Miracle is now researching inequalities between different ethnic groups to try and discover why BAME women typically gain more weight during pregnancy, are less active and eat less fruit and vegetables than white British women.
She said: “It’s well established that excess weight gain in pregnancy is a risk factor for adverse outcomes, while remaining physically active and maintaining a healthy diet decreases these risks.
“Amongst different ethnic groups in the UK there are persisting inequalities, with BAME women having a higher risk of adverse pregnancy outcomes such as gestational diabetes, complications during labour etc.

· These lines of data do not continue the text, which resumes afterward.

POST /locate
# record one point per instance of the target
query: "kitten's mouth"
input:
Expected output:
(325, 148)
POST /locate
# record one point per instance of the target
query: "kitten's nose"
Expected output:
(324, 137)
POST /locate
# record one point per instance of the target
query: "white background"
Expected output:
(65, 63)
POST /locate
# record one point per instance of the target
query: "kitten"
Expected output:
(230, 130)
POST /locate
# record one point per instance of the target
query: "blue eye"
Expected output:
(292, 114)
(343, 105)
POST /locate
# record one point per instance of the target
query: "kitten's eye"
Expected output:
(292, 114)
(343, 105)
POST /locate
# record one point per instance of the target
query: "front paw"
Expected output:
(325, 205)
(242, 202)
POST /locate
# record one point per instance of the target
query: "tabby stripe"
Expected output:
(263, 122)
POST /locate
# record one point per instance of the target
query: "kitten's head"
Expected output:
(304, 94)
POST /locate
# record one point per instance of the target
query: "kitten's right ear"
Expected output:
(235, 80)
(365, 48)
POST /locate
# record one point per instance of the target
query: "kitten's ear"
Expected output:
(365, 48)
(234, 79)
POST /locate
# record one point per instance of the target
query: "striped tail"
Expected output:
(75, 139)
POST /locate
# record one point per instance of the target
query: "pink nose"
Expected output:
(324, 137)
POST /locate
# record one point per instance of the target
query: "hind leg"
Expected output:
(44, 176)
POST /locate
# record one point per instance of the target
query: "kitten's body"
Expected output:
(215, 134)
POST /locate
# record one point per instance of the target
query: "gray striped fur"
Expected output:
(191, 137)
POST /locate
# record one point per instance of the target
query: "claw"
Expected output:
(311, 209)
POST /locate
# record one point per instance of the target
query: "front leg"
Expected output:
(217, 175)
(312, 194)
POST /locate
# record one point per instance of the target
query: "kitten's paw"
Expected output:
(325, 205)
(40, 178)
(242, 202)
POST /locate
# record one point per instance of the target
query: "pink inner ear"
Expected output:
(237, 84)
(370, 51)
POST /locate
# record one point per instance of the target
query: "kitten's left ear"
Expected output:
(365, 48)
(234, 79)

“Black woman are five times at risk of dying during pregnancy and childbirth and Asian women are twice as likely to die compared to white women.
“Despite these grim statistics, interventions tailored to help reduce the risk to BAME women are lacking in the UK, which highlights a need that must be met.”
Miracle will be working with Liverpool Women’s Hospital to conduct interviews with pregnant women and continue her research to try and understand why these inequalities exist.
She added: “I hope my research can aid understanding as to what factors influence the weight change, dietary intake and physical activity levels of BAME women, to inform the development of future interventions tailored to improve the outcome for BAME women.”